I want heritrix (version 3.4.0 currently) to crawl site.domain/path and load all pages below that but also include needed things to show the pages, like imgages, scripts and such.

According to https://heritrix.readthedocs.io/en/latest/glossary.html heading "Discovery Path", what I want is "Embedded links" - E and maybe Speculative embed - X. I do not want it to follow normal links - L outside my path.

I have been experimenting with the rules and my basic idea is this: (Last matching rule wins according to docs.)

  • accept all
  • reject everything outside site.domain/path
  • accept embedded files (images/css/script/etc)

It works fine to crawl, only pages within that path on the server but it does not load the needed files for the pages.

How to make it load the needed files as well?

Configuration in my job so far:

 <bean id="scope" class="org.archive.modules.deciderules.DecideRuleSequence">
  <property name="rules">
   <list>
     <bean class="org.archive.modules.deciderules.AcceptDecideRule" />
     <bean class="org.archive.modules.deciderules.NotMatchesListRegexDecideRule">
       <property name="decision" value="REJECT"/>
       <property name="regexList">
         <list>
           <value>.*site\.domain/path/.*</value>
         </list>
       </property>
    </bean>
     
    <!-- HOW to accept embedded things here? -->
     
     <!-- Below are some of the "standard" rules set up on a fresh job, it behaves the same with and without them when it comes to not loading embedded stuff -->
    <bean class="org.archive.modules.deciderules.TooManyHopsDecideRule">
     <!-- <property name="maxHops" value="20" /> -->
    </bean>
    <!-- ...and REJECT those with suspicious repeating path-segments... -->
    <bean class="org.archive.modules.deciderules.PathologicalPathDecideRule">
     <!-- <property name="maxRepetitions" value="2" /> -->
    </bean>
    <!-- ...and REJECT those with more than threshold number of path-segments... -->
    <bean class="org.archive.modules.deciderules.TooManyPathSegmentsDecideRule">
     <!-- <property name="maxPathDepth" value="20" /> -->
    </bean>
    <!-- ...but always ACCEPT those marked as prerequisitee for another URI... -->
    <bean class="org.archive.modules.deciderules.PrerequisiteAcceptDecideRule">
    </bean>
    <!-- ...but always REJECT those with unsupported URI schemes -->
    <bean class="org.archive.modules.deciderules.SchemeNotInSetDecideRule">
    </bean>
    
   </list>
  </property>
 </bean>
Erik Melkersson
  • 899
  • 8
  • 19

1 Answers1

0

This accepts those containing E or X in the Discovery Path.

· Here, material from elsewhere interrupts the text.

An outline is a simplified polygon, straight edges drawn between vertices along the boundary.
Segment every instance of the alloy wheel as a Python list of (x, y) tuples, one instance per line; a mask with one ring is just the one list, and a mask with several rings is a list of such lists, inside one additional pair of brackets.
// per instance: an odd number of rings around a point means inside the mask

    <bean class="org.archive.modules.deciderules.HopsPathMatchesRegexDecideRule">
      <property name="decision" value="ACCEPT"/>
      <property name="regex" value="(E|X)$" />
    </bean>

PS Ironic when you spend some hours on something and when you make a question and while making an adjustment on it stumble upon the solution.

UPDATE: Added a $-sign at the end of the regular expression as it might find other things and continue the crawl anyway.

Erik Melkersson
  • 899
  • 8
  • 19